A Tale of Two iPads
I recently ran into a friend who is planning on leaving their job, and although they currently have an iPad provided by their school, they are planning on buying their own so that they can take it with them to their next school.
I realize that many teachers will not be able to afford their own iPad, and that there are educators that feel that if technology is used at a school, it should be provided by the school. Most business workers would be amazed to learn that teachers generally have to buy their own technology if they want to use new technology in the classroom. Keep in mind that businesses provide devices to workers, generally, on a 4 to 1 ratio. Schools generally are able to provide technology for teachers at a 1 to 1 ratio, and to students at a 1 to 4 ratio (and those computers can be more than 10 years old). I know of one school district in our area that provided an iPad for every freshman, but did not provide any iPads to teachers.
It is possible, however, as we approach 2017, that schools will provide an iPad to each teacher. My advice: if you can, still buy your own. The school may put limits or restrictions on the apps you can purchase, and you don’t want to buy any apps out of your own income that are attached to a school account. In the event that you have to leave your position, those apps will remain connected to your school account (most schools will not want you to use a personal account). Furthermore, it is entirely possible that your IT staff will erase your iPad every summer, wiping it clean for the fall.
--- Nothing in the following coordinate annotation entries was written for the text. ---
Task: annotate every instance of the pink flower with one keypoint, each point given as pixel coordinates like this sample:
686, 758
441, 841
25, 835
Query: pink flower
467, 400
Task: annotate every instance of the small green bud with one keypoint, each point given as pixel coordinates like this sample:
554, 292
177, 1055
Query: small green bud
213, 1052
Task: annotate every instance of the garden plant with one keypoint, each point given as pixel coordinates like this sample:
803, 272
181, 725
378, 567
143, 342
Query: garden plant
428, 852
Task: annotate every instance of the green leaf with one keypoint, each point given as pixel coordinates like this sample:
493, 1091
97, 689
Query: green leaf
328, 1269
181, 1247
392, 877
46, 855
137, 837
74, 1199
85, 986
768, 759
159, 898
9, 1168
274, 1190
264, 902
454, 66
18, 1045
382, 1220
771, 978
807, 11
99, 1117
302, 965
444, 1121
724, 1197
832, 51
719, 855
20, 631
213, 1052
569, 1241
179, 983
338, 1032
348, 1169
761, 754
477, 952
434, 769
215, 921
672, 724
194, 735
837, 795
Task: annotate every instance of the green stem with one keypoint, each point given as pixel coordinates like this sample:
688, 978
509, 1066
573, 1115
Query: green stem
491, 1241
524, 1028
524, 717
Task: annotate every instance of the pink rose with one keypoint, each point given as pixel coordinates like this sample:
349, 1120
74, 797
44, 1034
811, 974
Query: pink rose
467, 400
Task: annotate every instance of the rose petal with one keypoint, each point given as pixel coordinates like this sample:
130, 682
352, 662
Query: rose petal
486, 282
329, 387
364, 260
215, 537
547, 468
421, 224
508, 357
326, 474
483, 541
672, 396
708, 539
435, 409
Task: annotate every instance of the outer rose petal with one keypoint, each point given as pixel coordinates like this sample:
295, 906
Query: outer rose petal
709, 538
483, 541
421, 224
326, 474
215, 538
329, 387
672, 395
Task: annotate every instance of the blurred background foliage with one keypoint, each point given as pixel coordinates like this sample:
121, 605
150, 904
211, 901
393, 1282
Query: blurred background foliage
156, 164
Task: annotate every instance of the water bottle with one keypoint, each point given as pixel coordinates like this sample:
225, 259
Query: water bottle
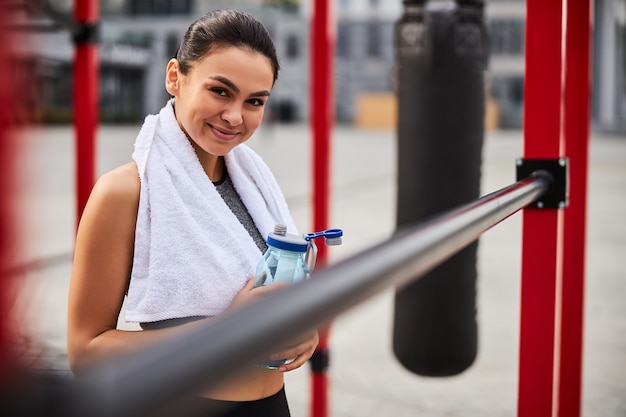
284, 260
288, 259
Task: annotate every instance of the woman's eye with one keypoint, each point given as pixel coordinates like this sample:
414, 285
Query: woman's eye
220, 92
256, 102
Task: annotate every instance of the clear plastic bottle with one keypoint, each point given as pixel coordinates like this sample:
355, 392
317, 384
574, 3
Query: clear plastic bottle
284, 259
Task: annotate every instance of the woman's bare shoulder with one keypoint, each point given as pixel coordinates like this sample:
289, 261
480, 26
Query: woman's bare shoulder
122, 181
If you own your own iPad, that won’t happen. And although an iPad can handle multiple e-mail accounts, it is probably best not to have personal e-mail, Facebook, or the like on a school-provided iPad.
One added benefit is that two iPads can work together. To my knowledge, unrealBook is the only PDF Music Reader that will allow you to link two iPads together with Bluetooth so that you can follow two pages of a score at one time. Just make sure that the same music and playlists are loaded on both iPads, and follow the directions found in the user manual of unrealBook.